Meaning of VAGANOVA, AGRIPPINA (YAKOVLEVNA) in English

born July 6 [June 24, old style], 1879, St. Petersburg, Russia died Nov. 5, 1951, Leningrad ballerina and teacher who developed a technique and system of instruction based on the classic style of the Imperial Russian Ballet but which also incorporated aspects of the more vigorous, acrobatic Soviet ballet developed after the Revolution. Her pupils included such outstanding dancers as Marina Semenova, Natalia Dudinskaya, and Galina Ulanova. Vaganova was herself a student of outstanding teachers, and she also learned from observing Enrico Cecchetti and his student the prima ballerina Olga Preobrajenska. Upon graduation in 1897 from the Russian Imperial School of Ballet, St. Petersburg, she joined the Mariinsky Theatre, where she became known as queen of variations for her soaring leaps and brilliant footwork. Although she danced the ballerina roles of Odette-Odile (Swan Lake), the Tsar-Maiden (The Humpbacked Horse), and the Mazurka (Chopiniana), she was not given official ballerina ranking until 1915, two years before her retirement from the stage. Vaganova began her teaching career after the Revolution and in 1921 joined the Leningrad Khorteknikum (formerly the Imperial Ballet School), becoming its director in 1934. She also trained teachers at the Leningrad Ballet School (193441) and the Leningrad Conservatory (194651), where she was appointed professor. Her teaching system emphasized harmony and coordination of all parts of the body but particularly developed the back, enabling her students to make soaring leaps and manoeuvre while in the air.
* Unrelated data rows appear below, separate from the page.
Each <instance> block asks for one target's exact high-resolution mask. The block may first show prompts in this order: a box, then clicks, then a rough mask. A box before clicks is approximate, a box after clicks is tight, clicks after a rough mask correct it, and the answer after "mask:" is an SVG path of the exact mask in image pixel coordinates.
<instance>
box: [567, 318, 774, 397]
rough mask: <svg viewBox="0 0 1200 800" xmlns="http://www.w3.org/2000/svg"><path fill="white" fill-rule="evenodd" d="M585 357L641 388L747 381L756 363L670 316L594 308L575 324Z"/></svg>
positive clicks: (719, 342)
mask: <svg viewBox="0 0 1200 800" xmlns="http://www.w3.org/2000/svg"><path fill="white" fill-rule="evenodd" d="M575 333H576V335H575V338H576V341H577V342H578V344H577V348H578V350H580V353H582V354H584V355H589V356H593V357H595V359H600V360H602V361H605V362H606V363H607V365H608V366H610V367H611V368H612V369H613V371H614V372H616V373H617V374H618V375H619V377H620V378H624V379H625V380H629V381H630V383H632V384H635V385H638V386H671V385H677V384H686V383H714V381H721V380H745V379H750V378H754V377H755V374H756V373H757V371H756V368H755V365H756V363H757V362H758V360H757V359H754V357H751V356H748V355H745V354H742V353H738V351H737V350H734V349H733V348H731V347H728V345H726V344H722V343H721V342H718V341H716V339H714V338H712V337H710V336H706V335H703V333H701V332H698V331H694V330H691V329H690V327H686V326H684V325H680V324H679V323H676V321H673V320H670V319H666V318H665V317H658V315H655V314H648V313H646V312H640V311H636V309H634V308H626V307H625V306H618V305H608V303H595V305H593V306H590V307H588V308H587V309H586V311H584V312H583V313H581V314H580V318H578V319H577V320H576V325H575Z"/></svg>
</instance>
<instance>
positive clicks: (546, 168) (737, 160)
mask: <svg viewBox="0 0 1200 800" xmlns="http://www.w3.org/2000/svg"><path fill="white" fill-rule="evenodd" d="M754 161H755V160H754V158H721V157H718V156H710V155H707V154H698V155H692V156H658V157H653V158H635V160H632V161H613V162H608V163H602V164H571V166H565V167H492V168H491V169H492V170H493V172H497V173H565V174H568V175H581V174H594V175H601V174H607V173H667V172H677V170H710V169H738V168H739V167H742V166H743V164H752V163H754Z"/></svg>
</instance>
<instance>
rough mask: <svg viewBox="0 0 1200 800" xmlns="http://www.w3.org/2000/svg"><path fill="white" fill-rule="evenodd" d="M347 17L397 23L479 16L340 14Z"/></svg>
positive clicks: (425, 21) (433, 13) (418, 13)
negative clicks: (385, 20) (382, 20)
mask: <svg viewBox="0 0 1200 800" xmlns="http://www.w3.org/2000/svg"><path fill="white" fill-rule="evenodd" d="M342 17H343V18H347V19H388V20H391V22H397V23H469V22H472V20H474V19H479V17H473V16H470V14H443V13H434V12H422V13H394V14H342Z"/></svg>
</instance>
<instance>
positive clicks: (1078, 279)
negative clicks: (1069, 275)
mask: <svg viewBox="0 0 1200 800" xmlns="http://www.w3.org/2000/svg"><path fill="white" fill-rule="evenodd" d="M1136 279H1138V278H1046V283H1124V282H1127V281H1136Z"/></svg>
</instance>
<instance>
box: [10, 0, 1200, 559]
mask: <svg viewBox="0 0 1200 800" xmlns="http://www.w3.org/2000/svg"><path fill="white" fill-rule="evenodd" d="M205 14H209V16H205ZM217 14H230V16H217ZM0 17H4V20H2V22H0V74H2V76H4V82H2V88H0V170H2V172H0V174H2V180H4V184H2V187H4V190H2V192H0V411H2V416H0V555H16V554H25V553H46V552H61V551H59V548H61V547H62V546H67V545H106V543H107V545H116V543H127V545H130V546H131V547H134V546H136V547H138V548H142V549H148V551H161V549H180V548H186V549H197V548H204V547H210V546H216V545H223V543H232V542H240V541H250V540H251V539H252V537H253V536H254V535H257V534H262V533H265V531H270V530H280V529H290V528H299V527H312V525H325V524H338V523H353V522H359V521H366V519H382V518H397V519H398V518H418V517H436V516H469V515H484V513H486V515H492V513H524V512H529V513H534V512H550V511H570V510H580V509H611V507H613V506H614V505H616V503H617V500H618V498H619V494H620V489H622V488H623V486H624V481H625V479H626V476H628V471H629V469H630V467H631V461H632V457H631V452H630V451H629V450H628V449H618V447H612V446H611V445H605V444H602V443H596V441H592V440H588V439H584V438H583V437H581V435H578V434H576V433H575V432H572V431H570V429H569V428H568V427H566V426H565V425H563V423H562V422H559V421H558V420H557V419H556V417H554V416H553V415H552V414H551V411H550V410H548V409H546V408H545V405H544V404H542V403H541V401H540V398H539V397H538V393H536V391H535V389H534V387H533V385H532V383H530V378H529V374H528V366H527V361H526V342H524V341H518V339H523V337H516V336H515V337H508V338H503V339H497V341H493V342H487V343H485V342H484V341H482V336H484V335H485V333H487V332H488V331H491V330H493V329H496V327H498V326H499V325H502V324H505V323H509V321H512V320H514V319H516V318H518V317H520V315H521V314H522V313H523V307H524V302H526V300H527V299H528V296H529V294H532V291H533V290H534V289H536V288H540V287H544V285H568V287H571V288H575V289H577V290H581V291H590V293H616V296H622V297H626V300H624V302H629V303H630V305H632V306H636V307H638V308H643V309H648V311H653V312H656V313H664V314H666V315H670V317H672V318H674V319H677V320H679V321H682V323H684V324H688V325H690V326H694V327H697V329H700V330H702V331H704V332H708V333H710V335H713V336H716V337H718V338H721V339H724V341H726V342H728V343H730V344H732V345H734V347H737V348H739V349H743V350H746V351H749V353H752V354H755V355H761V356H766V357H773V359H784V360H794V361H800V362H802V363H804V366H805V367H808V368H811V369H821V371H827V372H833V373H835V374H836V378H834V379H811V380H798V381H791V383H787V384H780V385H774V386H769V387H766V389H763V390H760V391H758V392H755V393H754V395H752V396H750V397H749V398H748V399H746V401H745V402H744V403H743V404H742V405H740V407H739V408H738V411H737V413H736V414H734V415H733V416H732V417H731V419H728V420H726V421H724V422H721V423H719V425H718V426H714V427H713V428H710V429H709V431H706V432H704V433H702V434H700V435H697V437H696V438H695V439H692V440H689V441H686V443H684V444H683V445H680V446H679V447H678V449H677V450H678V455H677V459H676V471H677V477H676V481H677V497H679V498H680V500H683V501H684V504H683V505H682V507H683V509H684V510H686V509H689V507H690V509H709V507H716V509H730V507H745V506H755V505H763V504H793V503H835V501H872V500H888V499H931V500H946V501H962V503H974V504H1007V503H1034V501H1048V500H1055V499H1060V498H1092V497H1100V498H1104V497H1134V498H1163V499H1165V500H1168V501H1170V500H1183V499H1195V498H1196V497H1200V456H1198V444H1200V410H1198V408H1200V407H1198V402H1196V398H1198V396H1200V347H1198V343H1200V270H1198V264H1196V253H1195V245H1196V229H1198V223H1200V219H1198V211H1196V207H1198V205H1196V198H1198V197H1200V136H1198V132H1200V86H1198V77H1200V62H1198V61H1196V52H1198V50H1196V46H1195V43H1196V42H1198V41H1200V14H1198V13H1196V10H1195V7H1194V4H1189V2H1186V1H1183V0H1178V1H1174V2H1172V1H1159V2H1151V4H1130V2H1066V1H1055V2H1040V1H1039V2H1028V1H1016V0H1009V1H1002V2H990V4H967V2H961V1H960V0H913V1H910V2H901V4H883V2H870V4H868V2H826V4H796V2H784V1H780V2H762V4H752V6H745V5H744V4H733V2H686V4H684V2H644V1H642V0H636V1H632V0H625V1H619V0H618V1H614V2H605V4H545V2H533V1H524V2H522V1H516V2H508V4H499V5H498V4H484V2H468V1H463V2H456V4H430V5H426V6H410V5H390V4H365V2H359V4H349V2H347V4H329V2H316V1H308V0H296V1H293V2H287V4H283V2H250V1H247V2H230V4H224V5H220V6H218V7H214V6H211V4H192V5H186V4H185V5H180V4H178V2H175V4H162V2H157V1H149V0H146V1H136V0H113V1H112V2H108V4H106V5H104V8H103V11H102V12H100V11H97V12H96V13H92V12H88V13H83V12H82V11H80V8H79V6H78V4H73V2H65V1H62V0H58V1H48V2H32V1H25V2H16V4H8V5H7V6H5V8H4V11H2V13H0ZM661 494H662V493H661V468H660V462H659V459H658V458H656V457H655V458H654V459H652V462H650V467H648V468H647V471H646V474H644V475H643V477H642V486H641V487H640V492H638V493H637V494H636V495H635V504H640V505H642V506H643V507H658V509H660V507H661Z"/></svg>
She staged many ballets for the Mariinsky company (called the Kirov State Academic Theatre of Opera and Ballet during the Soviet period), notably Swan Lake (1933), with Galina Ulanova as Odette-Odile. In 1936 she was made Peoples' Artist of the Russian Soviet Federated Socialist Republic. Her writings include a collection of memoirs and letters, Agrippina Yakovlevna Vaganova (1958), and the widely used textbook, Fundamentals of the Classic Dance (1934), which has been translated into many languages, including an English version by Anatole Chujoy (1946).